We are—something difficult to understand—just one form of life. And life is the concept we have developed so we can name entities that evolve according to a program embedded in helical molecules, perfectly bound together, that we call DNA. We get to become whatever we become—as living organisms—because during millions and millions of years—"year" being just one unit of time, so we can get the idea—molecules of certain elements get together, bind themselves using the free orbits of their atoms and determine to register the bindings into DNA, so the same variations of molecule bindings can take place in almost exactly the same way, time after time after time.

Why do we need the concept of "soul"? Even if the soul, spirit, supreme being hypothesis were true, things would not change for our living condition. We would still need to forego the living paths programmed in our cells and then in our particular creations as a different species. So, what do the souls or spirits need to "come down" to matter—the inferior element—and invade bodies that are already equipped with every single element they need in order be conscious of their existence? If the souls are real, then do they duplicate the capabilities of the physical body?

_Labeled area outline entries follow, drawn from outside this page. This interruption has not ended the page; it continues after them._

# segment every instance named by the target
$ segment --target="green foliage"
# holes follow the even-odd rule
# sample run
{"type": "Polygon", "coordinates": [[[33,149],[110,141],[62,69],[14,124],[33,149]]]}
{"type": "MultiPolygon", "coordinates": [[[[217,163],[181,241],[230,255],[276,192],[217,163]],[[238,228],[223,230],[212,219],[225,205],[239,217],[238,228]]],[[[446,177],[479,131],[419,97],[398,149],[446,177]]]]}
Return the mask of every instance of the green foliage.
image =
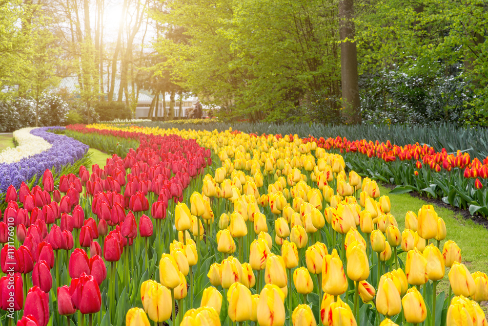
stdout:
{"type": "Polygon", "coordinates": [[[130,108],[119,102],[99,102],[95,105],[95,111],[101,121],[111,121],[116,119],[130,119],[130,108]]]}

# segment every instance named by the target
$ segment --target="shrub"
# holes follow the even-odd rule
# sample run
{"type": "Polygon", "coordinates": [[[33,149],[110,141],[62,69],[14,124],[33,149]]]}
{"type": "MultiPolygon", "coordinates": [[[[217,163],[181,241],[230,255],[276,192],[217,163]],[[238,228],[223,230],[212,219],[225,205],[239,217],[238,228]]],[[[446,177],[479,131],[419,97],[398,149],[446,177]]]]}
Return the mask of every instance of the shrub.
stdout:
{"type": "Polygon", "coordinates": [[[100,102],[95,105],[95,111],[102,121],[116,119],[130,119],[132,112],[125,103],[118,102],[100,102]]]}

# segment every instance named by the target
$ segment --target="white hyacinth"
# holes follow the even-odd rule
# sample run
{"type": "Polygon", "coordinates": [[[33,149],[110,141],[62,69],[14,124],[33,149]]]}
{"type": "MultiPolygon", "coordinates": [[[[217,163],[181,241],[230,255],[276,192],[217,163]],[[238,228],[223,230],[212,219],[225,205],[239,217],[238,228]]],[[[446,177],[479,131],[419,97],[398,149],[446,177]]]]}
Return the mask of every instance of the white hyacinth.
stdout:
{"type": "Polygon", "coordinates": [[[47,151],[52,145],[38,136],[34,136],[30,131],[35,128],[22,128],[14,131],[14,138],[18,146],[7,147],[0,152],[0,163],[19,162],[22,158],[39,154],[47,151]]]}

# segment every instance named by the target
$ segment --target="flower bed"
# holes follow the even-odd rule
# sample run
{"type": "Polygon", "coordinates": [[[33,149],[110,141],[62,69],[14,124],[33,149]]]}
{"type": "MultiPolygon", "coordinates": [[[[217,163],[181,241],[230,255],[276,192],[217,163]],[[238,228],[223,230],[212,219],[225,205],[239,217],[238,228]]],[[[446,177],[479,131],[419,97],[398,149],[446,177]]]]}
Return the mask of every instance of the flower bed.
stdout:
{"type": "Polygon", "coordinates": [[[48,131],[54,128],[36,128],[29,131],[35,139],[41,139],[49,144],[49,148],[18,162],[0,163],[0,193],[4,193],[10,185],[18,188],[22,182],[37,182],[46,169],[59,173],[63,167],[72,165],[84,156],[87,146],[64,135],[48,131]]]}
{"type": "Polygon", "coordinates": [[[18,145],[0,152],[0,164],[19,162],[22,158],[39,154],[51,148],[52,145],[42,137],[31,133],[31,131],[35,129],[22,128],[14,131],[14,138],[18,145]]]}

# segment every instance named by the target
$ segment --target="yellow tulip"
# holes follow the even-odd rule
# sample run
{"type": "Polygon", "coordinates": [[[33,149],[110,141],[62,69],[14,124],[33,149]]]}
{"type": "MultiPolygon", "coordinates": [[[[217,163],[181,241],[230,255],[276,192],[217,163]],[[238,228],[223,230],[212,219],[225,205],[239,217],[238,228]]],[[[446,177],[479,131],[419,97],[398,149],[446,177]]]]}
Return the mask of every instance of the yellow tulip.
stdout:
{"type": "Polygon", "coordinates": [[[371,247],[375,252],[381,252],[386,248],[386,238],[379,230],[371,233],[371,247]]]}
{"type": "Polygon", "coordinates": [[[405,228],[416,231],[418,224],[418,220],[417,218],[417,214],[411,211],[407,212],[407,214],[405,214],[405,228]]]}
{"type": "Polygon", "coordinates": [[[220,314],[222,307],[222,294],[215,287],[209,286],[203,290],[202,294],[200,306],[212,307],[220,314]]]}
{"type": "Polygon", "coordinates": [[[400,293],[391,279],[380,283],[376,295],[376,309],[382,315],[394,316],[402,310],[400,293]]]}
{"type": "Polygon", "coordinates": [[[256,307],[260,326],[282,326],[285,324],[285,295],[279,287],[267,284],[259,294],[256,307]]]}
{"type": "Polygon", "coordinates": [[[222,266],[217,262],[210,265],[207,277],[214,286],[220,286],[222,284],[222,266]]]}
{"type": "Polygon", "coordinates": [[[355,282],[364,281],[369,276],[369,261],[364,248],[355,246],[347,257],[347,276],[355,282]]]}
{"type": "Polygon", "coordinates": [[[433,239],[437,234],[437,213],[433,208],[426,205],[422,206],[418,215],[417,232],[419,236],[428,240],[433,239]]]}
{"type": "Polygon", "coordinates": [[[259,234],[261,232],[268,232],[268,224],[266,222],[266,216],[260,212],[254,216],[254,232],[259,234]]]}
{"type": "Polygon", "coordinates": [[[474,280],[476,290],[471,297],[478,302],[488,300],[488,276],[481,272],[475,272],[471,274],[474,280]]]}
{"type": "Polygon", "coordinates": [[[274,284],[278,287],[284,287],[288,284],[286,266],[281,256],[270,255],[266,260],[264,281],[266,284],[274,284]]]}
{"type": "Polygon", "coordinates": [[[231,256],[222,261],[222,287],[228,289],[242,278],[243,268],[239,260],[231,256]]]}
{"type": "Polygon", "coordinates": [[[454,297],[447,309],[446,325],[449,326],[478,326],[477,315],[469,299],[454,297]]]}
{"type": "Polygon", "coordinates": [[[312,309],[306,304],[299,304],[291,315],[294,326],[317,326],[312,309]]]}
{"type": "Polygon", "coordinates": [[[402,299],[403,313],[407,323],[420,324],[427,317],[427,308],[422,295],[416,287],[411,287],[402,299]]]}
{"type": "Polygon", "coordinates": [[[190,196],[190,203],[191,204],[190,211],[195,216],[202,216],[205,213],[205,204],[202,194],[194,192],[190,196]]]}
{"type": "Polygon", "coordinates": [[[330,304],[327,316],[326,325],[329,326],[357,326],[350,307],[340,298],[330,304]]]}
{"type": "Polygon", "coordinates": [[[361,297],[363,302],[369,302],[376,295],[376,290],[372,285],[366,281],[359,282],[359,296],[361,297]]]}
{"type": "Polygon", "coordinates": [[[251,319],[252,298],[251,291],[244,285],[235,283],[229,288],[227,300],[229,302],[227,313],[234,322],[244,322],[251,319]]]}
{"type": "Polygon", "coordinates": [[[191,213],[184,203],[179,202],[175,208],[175,226],[178,231],[188,230],[191,227],[191,213]]]}
{"type": "Polygon", "coordinates": [[[428,280],[427,260],[417,248],[410,250],[407,254],[405,274],[408,284],[412,285],[421,285],[428,280]]]}
{"type": "Polygon", "coordinates": [[[457,296],[472,297],[476,293],[476,284],[464,264],[455,262],[449,271],[449,282],[452,292],[457,296]]]}
{"type": "Polygon", "coordinates": [[[437,241],[442,241],[446,239],[447,236],[447,231],[446,230],[446,223],[444,220],[439,217],[437,220],[437,234],[434,237],[437,241]]]}
{"type": "Polygon", "coordinates": [[[171,252],[171,255],[175,259],[180,271],[185,276],[187,275],[190,266],[184,250],[183,249],[175,249],[171,252]]]}
{"type": "Polygon", "coordinates": [[[439,250],[433,243],[431,243],[424,250],[423,255],[427,260],[427,275],[429,280],[442,280],[444,277],[445,268],[444,260],[439,250]]]}
{"type": "Polygon", "coordinates": [[[391,209],[391,204],[390,203],[390,198],[388,196],[383,196],[380,197],[380,206],[385,213],[388,213],[391,209]]]}
{"type": "Polygon", "coordinates": [[[252,268],[251,268],[251,265],[247,262],[244,263],[242,264],[242,267],[243,277],[241,279],[241,283],[248,288],[251,288],[256,284],[256,278],[252,271],[252,268]]]}
{"type": "Polygon", "coordinates": [[[322,242],[317,242],[305,251],[305,262],[308,271],[312,274],[321,274],[324,258],[327,254],[327,247],[322,242]]]}
{"type": "Polygon", "coordinates": [[[290,240],[297,245],[297,248],[302,249],[306,246],[308,236],[305,232],[305,229],[299,225],[295,225],[291,228],[290,240]]]}
{"type": "Polygon", "coordinates": [[[188,286],[186,279],[181,272],[180,272],[180,284],[175,288],[175,299],[181,300],[186,297],[188,294],[188,286]]]}
{"type": "Polygon", "coordinates": [[[324,259],[322,289],[324,292],[334,296],[342,294],[347,289],[342,261],[335,249],[332,250],[331,254],[325,255],[324,259]]]}
{"type": "Polygon", "coordinates": [[[276,235],[282,239],[290,235],[290,227],[286,220],[283,217],[279,217],[275,220],[275,230],[276,235]]]}
{"type": "Polygon", "coordinates": [[[131,308],[125,316],[127,326],[149,326],[149,321],[146,313],[141,308],[131,308]]]}
{"type": "Polygon", "coordinates": [[[247,234],[247,227],[243,216],[234,212],[230,215],[230,234],[232,238],[242,238],[247,234]]]}
{"type": "Polygon", "coordinates": [[[169,254],[163,254],[159,261],[159,278],[161,284],[170,289],[180,285],[180,269],[176,261],[169,254]]]}
{"type": "Polygon", "coordinates": [[[461,262],[461,249],[456,242],[448,240],[444,243],[442,248],[442,257],[444,258],[446,266],[450,268],[454,261],[461,262]]]}
{"type": "Polygon", "coordinates": [[[293,283],[297,292],[301,294],[308,294],[313,291],[313,281],[305,267],[299,267],[293,272],[293,283]]]}
{"type": "Polygon", "coordinates": [[[281,256],[287,268],[291,269],[298,266],[298,251],[294,243],[285,240],[281,246],[281,256]]]}
{"type": "Polygon", "coordinates": [[[266,260],[270,254],[269,248],[264,239],[257,239],[251,243],[249,261],[251,267],[260,271],[266,267],[266,260]]]}

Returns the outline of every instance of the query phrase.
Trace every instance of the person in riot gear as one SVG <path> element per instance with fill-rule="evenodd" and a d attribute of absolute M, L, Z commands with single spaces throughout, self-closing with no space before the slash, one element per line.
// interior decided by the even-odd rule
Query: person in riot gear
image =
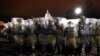
<path fill-rule="evenodd" d="M 78 37 L 82 40 L 83 47 L 82 53 L 85 55 L 89 55 L 90 51 L 92 50 L 93 44 L 93 37 L 94 37 L 94 25 L 91 21 L 86 22 L 85 16 L 80 17 L 80 21 L 78 23 Z"/>
<path fill-rule="evenodd" d="M 95 30 L 95 42 L 97 48 L 97 56 L 100 56 L 100 22 L 99 20 L 96 23 L 96 30 Z"/>

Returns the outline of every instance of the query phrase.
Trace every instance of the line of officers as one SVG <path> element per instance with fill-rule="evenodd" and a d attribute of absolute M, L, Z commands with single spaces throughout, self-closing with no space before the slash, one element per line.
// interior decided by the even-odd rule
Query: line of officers
<path fill-rule="evenodd" d="M 70 19 L 69 19 L 70 20 Z M 89 55 L 96 47 L 100 56 L 100 22 L 99 19 L 86 22 L 81 16 L 77 24 L 59 18 L 44 17 L 36 19 L 13 18 L 11 22 L 1 23 L 0 33 L 6 34 L 14 43 L 13 52 L 16 55 Z M 66 26 L 65 26 L 65 25 Z"/>

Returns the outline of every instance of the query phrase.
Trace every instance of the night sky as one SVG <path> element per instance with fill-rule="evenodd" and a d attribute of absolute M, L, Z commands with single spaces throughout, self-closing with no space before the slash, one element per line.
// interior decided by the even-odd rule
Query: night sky
<path fill-rule="evenodd" d="M 52 16 L 74 18 L 76 7 L 82 7 L 87 17 L 100 18 L 100 0 L 0 0 L 0 20 L 42 17 L 46 10 Z"/>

Everything that traditionally has been intended to be explained as possible only because of the soul, we know now that happens inside the brain. It's the brain and the way its neurons are connected, and they were they interact, that what we call "thinking" happens. Our memories are nothing but active connections amongst neurons. Our feelings and what we call consciousness exist within the brain functions, and the brain itself is only one more organ of the "physical body" they are always under valuing in the name of the superiority of the soul.

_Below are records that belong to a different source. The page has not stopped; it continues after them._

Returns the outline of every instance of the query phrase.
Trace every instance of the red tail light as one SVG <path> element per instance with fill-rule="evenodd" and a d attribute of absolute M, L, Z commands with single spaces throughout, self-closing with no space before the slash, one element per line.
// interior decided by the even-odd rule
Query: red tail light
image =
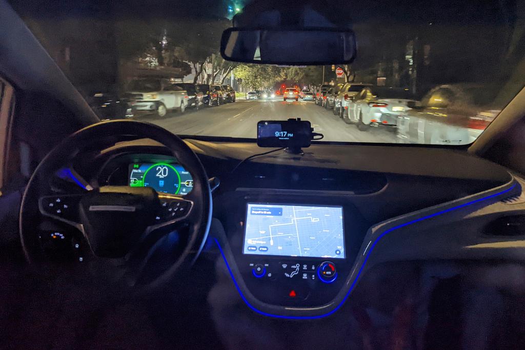
<path fill-rule="evenodd" d="M 386 107 L 388 105 L 388 103 L 382 103 L 381 102 L 370 102 L 368 104 L 368 105 L 370 107 Z"/>
<path fill-rule="evenodd" d="M 470 117 L 468 119 L 467 128 L 475 129 L 478 130 L 484 130 L 489 126 L 489 124 L 490 124 L 490 122 L 488 120 Z"/>

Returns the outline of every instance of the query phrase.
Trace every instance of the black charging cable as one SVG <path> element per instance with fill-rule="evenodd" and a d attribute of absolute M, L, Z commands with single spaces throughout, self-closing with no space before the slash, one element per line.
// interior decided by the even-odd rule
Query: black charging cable
<path fill-rule="evenodd" d="M 239 166 L 240 166 L 241 164 L 242 164 L 243 163 L 245 163 L 245 162 L 247 162 L 248 161 L 250 160 L 250 159 L 253 159 L 254 158 L 256 158 L 257 157 L 260 157 L 260 156 L 262 156 L 262 155 L 266 155 L 267 154 L 269 154 L 270 153 L 273 153 L 274 152 L 278 152 L 279 151 L 282 151 L 283 150 L 285 149 L 285 147 L 281 147 L 280 149 L 277 149 L 276 150 L 272 150 L 271 151 L 268 151 L 268 152 L 264 152 L 263 153 L 257 153 L 257 154 L 253 154 L 253 155 L 250 155 L 249 157 L 247 157 L 246 158 L 245 158 L 242 161 L 241 161 L 240 162 L 239 162 L 238 163 L 238 164 L 237 164 L 237 165 L 236 165 L 235 167 L 233 169 L 232 169 L 232 171 L 230 172 L 230 174 L 233 174 L 234 172 L 235 172 L 236 170 L 237 170 L 237 168 L 238 167 L 239 167 Z"/>

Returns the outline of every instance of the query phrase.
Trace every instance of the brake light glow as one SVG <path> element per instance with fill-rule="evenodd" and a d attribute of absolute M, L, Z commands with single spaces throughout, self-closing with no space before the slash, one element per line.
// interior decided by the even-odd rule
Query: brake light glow
<path fill-rule="evenodd" d="M 484 120 L 481 118 L 471 116 L 468 119 L 467 128 L 477 130 L 484 130 L 489 126 L 489 124 L 490 124 L 490 121 L 488 120 Z"/>
<path fill-rule="evenodd" d="M 382 103 L 381 102 L 370 102 L 368 105 L 370 107 L 386 107 L 388 103 Z"/>

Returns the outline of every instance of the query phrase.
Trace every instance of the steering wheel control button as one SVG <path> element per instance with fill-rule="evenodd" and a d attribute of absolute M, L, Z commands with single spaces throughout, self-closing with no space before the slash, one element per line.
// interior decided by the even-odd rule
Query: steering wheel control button
<path fill-rule="evenodd" d="M 251 271 L 254 276 L 260 278 L 266 273 L 266 268 L 262 264 L 256 264 Z"/>
<path fill-rule="evenodd" d="M 337 278 L 335 265 L 331 261 L 324 261 L 317 268 L 317 275 L 319 279 L 326 283 L 331 283 Z"/>
<path fill-rule="evenodd" d="M 191 203 L 187 200 L 164 200 L 161 206 L 161 211 L 155 217 L 156 221 L 169 221 L 184 217 L 191 208 Z"/>
<path fill-rule="evenodd" d="M 40 199 L 40 211 L 48 216 L 77 222 L 79 195 L 48 196 Z"/>

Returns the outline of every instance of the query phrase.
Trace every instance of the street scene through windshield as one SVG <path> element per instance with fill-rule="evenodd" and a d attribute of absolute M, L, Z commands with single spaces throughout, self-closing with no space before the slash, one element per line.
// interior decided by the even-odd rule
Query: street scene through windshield
<path fill-rule="evenodd" d="M 180 135 L 254 139 L 259 121 L 300 118 L 323 141 L 467 144 L 523 87 L 525 21 L 509 14 L 523 2 L 312 2 L 357 56 L 300 66 L 221 57 L 251 2 L 12 2 L 101 120 Z"/>

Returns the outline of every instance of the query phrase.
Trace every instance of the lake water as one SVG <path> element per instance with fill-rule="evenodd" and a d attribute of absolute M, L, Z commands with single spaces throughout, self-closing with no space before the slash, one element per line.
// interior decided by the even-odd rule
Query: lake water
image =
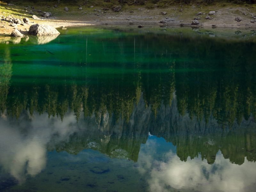
<path fill-rule="evenodd" d="M 255 190 L 256 31 L 61 32 L 0 38 L 0 191 Z"/>

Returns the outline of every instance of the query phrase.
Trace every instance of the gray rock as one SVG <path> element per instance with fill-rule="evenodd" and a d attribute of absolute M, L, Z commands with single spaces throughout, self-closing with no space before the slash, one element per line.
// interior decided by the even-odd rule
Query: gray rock
<path fill-rule="evenodd" d="M 41 19 L 40 18 L 38 18 L 37 16 L 35 15 L 32 15 L 32 18 L 33 18 L 34 19 L 35 19 L 36 20 L 40 20 Z"/>
<path fill-rule="evenodd" d="M 166 19 L 165 20 L 166 21 L 169 22 L 169 21 L 174 21 L 175 20 L 173 19 L 172 19 L 171 18 L 168 18 L 168 19 Z"/>
<path fill-rule="evenodd" d="M 239 17 L 236 17 L 235 18 L 235 20 L 238 22 L 240 22 L 241 20 L 242 20 L 242 19 L 241 19 L 241 18 Z"/>
<path fill-rule="evenodd" d="M 21 34 L 17 29 L 15 29 L 11 34 L 12 37 L 23 37 L 24 35 Z"/>
<path fill-rule="evenodd" d="M 199 21 L 197 20 L 194 20 L 192 21 L 192 25 L 198 25 L 199 24 Z"/>
<path fill-rule="evenodd" d="M 10 26 L 11 26 L 12 27 L 17 27 L 17 24 L 15 24 L 15 23 L 12 23 L 10 25 Z"/>
<path fill-rule="evenodd" d="M 208 14 L 209 15 L 215 15 L 215 11 L 211 11 L 209 12 Z"/>
<path fill-rule="evenodd" d="M 201 12 L 198 12 L 196 14 L 196 16 L 198 16 L 200 15 L 203 15 L 203 13 Z"/>
<path fill-rule="evenodd" d="M 46 25 L 36 24 L 30 26 L 28 33 L 36 36 L 60 34 L 55 28 Z"/>
<path fill-rule="evenodd" d="M 42 16 L 44 17 L 48 18 L 52 16 L 52 13 L 51 12 L 43 12 L 42 14 Z"/>
<path fill-rule="evenodd" d="M 29 20 L 28 19 L 28 18 L 23 18 L 23 22 L 25 23 L 28 23 L 29 22 Z"/>
<path fill-rule="evenodd" d="M 113 7 L 112 8 L 112 10 L 115 12 L 118 12 L 121 11 L 122 8 L 122 7 L 121 5 L 117 5 Z"/>
<path fill-rule="evenodd" d="M 16 18 L 13 18 L 12 19 L 12 20 L 14 23 L 16 24 L 20 24 L 22 23 L 22 21 L 19 19 L 17 19 Z"/>

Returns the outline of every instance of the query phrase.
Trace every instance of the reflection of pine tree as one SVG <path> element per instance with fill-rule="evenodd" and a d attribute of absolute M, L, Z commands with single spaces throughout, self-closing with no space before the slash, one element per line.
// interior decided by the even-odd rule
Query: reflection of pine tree
<path fill-rule="evenodd" d="M 3 63 L 0 64 L 0 111 L 3 113 L 6 108 L 6 102 L 10 80 L 12 77 L 12 64 L 11 60 L 10 50 L 6 47 Z"/>

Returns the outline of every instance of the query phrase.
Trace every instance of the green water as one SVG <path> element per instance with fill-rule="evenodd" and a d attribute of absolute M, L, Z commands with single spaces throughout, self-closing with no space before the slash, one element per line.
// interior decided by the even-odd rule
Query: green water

I don't even need to ask the question of where the idea of the soul came from. It's useless and we all know the answer. We have learned that different human conglomerates throughout their histories developed different theories to explain what they didn't understand. They created hypothesis and tried to improve them as some deeds were impossible to explain. The soul is the most logical concept to design, since our thought and our imagination almost depict ourselves as separate entities from our bodies. But the fact is that we aren't! Our consciousness, no matter how "superior" it might look to you, is something that exists within the confines of your working organism.

Yes, sadly, when the body stops working, it all ceases to exist. So, the soul doesn't go anywhere? Is there no soul? Then, what is the meaning of life?

Who said that life needed a meaning? Does the Universe need a meaning? Things need meanings only because we abstract them from the flow of events in which they are all embedded. We become real slaves of our beliefs, false beliefs. Why don't we try to concentrate in appreciating the real value of what we are? We are great bodies in an incredible Universe and we know we are! And this is the most fantastic element of it all.